When properly derived and drawn, then, the relation between the police power and the power of eminent domain is simple and straightforward. Government, as the Declaration of Independence tells us, is instituted to secure out rights: that much it may do under the police power. Acting under that power, government may condemn or take a use that is inconsistent with the rights of others-​as when it orders the abatement of a nuisance-​and no compensation is owing to the individual whose use is taken, for he had no right to engage in that activity in the first place. Thus, a significant range of environmental and safety regulations can be justified under the police power, simply for a consideration for the rights of others.

But when government goes further, when it seeks to secure various “public goods”-from lovely views, to below-​market rents, to the preservation of everything from historic sites to countless flora and fauna-​and to do so by condemning otherwise legitimate uses, it must act under the power of eminent domain. It must pay for those goods, just as any private citizen would have to pay for them. Unlike private citizens, government under our Constitution can get what it wants through condemnation. Given that “despotic power,” for government to condemn the legitimately held property of its citizens and then not pay for what it has taken simply adds insult to injury. It is the very mark of illegitimate government.

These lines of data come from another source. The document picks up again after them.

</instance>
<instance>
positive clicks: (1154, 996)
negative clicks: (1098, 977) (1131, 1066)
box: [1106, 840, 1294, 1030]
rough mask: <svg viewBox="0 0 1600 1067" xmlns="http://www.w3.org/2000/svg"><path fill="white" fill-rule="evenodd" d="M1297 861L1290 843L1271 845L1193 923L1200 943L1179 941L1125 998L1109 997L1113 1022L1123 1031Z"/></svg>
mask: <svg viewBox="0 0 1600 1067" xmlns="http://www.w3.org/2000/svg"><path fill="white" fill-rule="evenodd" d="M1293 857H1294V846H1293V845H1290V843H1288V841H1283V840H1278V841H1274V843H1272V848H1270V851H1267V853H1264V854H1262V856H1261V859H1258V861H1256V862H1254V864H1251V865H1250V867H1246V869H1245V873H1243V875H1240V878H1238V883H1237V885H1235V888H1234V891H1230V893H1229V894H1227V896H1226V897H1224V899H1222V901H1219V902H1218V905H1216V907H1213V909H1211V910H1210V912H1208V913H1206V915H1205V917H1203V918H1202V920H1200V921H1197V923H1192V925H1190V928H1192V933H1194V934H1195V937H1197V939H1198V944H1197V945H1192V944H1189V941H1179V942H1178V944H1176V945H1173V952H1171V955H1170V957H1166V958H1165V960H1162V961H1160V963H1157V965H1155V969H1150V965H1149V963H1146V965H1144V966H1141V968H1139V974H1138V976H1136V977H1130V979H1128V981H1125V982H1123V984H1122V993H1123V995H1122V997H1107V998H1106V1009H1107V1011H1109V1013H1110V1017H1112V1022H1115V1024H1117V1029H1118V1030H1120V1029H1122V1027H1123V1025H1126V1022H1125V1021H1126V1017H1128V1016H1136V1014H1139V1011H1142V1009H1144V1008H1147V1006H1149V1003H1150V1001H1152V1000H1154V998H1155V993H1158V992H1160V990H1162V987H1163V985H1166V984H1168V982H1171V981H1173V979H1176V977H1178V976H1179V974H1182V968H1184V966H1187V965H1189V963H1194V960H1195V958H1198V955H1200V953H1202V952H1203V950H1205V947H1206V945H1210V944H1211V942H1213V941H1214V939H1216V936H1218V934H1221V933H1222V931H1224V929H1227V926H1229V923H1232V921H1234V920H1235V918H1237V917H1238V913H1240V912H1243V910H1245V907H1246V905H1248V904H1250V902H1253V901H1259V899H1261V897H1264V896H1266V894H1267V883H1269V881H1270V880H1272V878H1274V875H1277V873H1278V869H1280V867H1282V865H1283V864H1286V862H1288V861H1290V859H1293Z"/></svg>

Unfortunately, all too much of that illegitimacy is with us today. And it will not disappear until the Court comes to grips with its 70-​odd years of “essentially ad hoc” regulatory takings jurisprudence. What his private property legislation can do, then, is prod the Court in the right direction by bringing to the surface-​for all to see, including potential plaintiffs-​at least some of the costs of the all-​but-​endless federal regulations that restrict property owners over the length and breadth of this land. Today, those costs fall silently on the backs of individual owners, who too often are in no position to litigate to recover them. But the silence is coming to an end. As the regulatory burden in this country continues to grow-​as it must, given that most regulations today are “free” to those who benefit from them-​owners will become ever more vocal. They will increase their volume until the Court finally gets it right, until the Court returns us to the true foundations of our Republic. If legislation will hasten that process focusing light on the problem, it is to be welcomed.